Monday, April 27, 2020

Measuring AVR interrupt latency

One thing I like about AVR MCUs is that their datasheets are relatively short and simple.  It's also one of the things I don't like, because the datasheets often lack important details.  Understanding external interrupt latency is one things that is lacking complete and clear details.  I decided to investigate the interrupt latency of the ATtiny13 and the ATtiny85.  The datasheet's description of interrupt response time and external interrupts is identical for both parts.

Interrupt Response Time

The ATtiny13 datasheet section 4.7.1, under the heading "Interrupt Response Time", says, "The interrupt execution response for all the enabled AVR interrupts is four clock cycles minimum.
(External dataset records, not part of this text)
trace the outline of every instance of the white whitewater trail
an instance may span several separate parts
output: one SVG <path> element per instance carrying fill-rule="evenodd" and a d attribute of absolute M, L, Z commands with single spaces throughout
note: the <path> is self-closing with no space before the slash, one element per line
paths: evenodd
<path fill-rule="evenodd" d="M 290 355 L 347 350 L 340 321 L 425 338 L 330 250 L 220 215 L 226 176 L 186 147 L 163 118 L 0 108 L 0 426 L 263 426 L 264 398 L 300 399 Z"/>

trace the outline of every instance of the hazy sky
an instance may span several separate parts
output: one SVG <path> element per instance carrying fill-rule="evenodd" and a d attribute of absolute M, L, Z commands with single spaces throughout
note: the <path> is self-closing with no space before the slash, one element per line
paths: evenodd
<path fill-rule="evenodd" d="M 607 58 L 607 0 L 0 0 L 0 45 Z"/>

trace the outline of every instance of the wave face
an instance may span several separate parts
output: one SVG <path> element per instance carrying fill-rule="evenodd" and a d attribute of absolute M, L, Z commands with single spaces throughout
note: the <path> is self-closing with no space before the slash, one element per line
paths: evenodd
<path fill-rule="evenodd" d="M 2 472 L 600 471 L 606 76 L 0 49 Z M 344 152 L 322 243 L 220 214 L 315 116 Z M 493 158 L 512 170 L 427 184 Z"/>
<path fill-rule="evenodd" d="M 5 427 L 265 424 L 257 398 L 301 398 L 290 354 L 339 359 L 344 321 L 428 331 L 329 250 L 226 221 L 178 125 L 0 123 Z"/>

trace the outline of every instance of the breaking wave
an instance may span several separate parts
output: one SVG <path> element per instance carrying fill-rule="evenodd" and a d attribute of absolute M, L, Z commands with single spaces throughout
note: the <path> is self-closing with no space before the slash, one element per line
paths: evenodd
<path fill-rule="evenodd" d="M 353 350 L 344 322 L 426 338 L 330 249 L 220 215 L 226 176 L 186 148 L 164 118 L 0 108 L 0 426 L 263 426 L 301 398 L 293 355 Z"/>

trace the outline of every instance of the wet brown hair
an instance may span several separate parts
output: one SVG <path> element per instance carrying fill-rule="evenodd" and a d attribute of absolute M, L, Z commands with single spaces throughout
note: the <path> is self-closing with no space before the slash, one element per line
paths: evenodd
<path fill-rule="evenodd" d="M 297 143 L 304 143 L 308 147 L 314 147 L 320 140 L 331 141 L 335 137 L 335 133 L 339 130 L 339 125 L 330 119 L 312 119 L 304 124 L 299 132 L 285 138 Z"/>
After four clock cycles the Program Vector address for the actual interrupt handling routine is executed. [...] The vector is normally a jump to the interrupt routine, and this jump takes three clock cycles. [...] If an interrupt occurs when the MCU is in sleep mode, the interrupt execution response time is increased by four clock cycles."

While section 4.7.1 is reasonably detailed, it has one significant error, and another important omission.  The error is the sentence, "The vector is normally a jump to the interrupt routine, and this jump takes three clock cycles".  All AVRs with less than 8KB of flash, like the ATtiny13, have no jump instruction.  They only have a relative jump "rjmp", which takes two clock cycles.  This is obviously a copy/paste error from the datasheet of an AVR with  more than 8KB of flash.  Anyone familiar with the AVR instruction set would likely catch this simple error. The omission from section 4.7.1 is much harder to recognize until you carefully examine section 9.2 and figure 9-1 in the datasheet.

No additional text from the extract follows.